Its story begins in the Middle Ages, when the peasants of Tyrol, Austria and the Dolomites, a mountainous region in Italy, used it to create folkloric costumes. Records from the year 1060 show that land owners accepted payment in Loden, proof of its importance. The legend of the Loden coat starts with Emperor Francis-Joseph I of Austria and the initial production of white Mössmer tissue. Loden went from a rustic material to an elegant fabric when merino wool was added to it; at the same time, a new range of color choices left the original shade of grey behind and saw the blossoming of black, red, and white. Following the royal example, the Hapsburgian nobility of the 19th century took advantage of the technique to produce mountain and hunting clothing, establishing the color that would become its most emblematic in the meantime: green.

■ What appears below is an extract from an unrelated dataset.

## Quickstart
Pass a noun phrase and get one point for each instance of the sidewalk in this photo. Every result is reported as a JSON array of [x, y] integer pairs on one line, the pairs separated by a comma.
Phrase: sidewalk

It wasn’t until the 70s that Schiaparelli and Hermès expanded the possibilities for loden by incorporating the notion of the “dandy”. Emblematic figures would be adorned with this chic and timeless coat, just like the famous fictional detective Sherlock Holmes or Luciana Pavarotti in the Visconti film “Ludwig”. For LodenTal Andrea Provvidenza adopts a manner anchored in timelessness and resists current inconstant and fleeting trends to give a successful combination of tradition and canons Loden sewing workshops Neapolitan. Italian brand LodenTal has passionately thrown its hat into the ring by reinterpreting the cut and the details and adding a more contemporary color palette to this icon who’s success has already been established by Biffi in Milan, Barney’s in New York, and Colette in Paris. Nevertheless, for his second collection, Spring-Summer 2014, they don’t hesitate to trifle with the codes confiding the printed to Allegra Hicks, fashion and interior designer, creating a colorful and playful spirit of modernity.